"Plan" for unicode

Website · Post by **Z-Man** » Tue Feb 21, 2006 9:18 am

Main information source: The UNIX unicode FAQ at http://www.cl.cam.ac.uk/~mgk25/unicode.html
Windows wants us to handle unicode differently, but unless we want to allow unicode filenames, we can ignore it.

There will be two ways to switch from iso latin 1 to unicode.
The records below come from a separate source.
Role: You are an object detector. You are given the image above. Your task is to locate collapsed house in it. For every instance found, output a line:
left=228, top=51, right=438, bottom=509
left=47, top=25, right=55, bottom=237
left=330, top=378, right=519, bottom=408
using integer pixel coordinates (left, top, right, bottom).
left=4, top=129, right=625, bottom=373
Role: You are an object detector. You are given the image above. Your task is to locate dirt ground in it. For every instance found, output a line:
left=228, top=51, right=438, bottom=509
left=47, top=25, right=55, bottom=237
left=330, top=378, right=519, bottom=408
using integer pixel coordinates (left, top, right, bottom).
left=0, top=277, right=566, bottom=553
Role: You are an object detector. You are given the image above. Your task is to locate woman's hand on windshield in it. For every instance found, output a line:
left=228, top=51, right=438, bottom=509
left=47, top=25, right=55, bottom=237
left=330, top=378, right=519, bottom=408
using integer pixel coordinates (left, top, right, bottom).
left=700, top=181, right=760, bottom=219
The first way is to use full width characters. We'll need to replace std::string with std::wstring or something similar (rumor has it that on some systems, std::wstring does not exist or is identical to std::string or uses 16 bit characters that are not wide enough). We'll have to replace most chars to the appropriate wide chars. We'll have to convert stuff to UTF-8 on input and output, because that's what the outside world expects. Memory usage will increase a lot.
You'd think we'd get easier string handling algorithms by it because every token in the string will be one character, so the string length in tokens also is the character length; but that is wrong. Accents can be handled by combining characters. ä can be represented as `a` followed by a token that says `apply " to the previous character`, and an arbitrary number of those can follow.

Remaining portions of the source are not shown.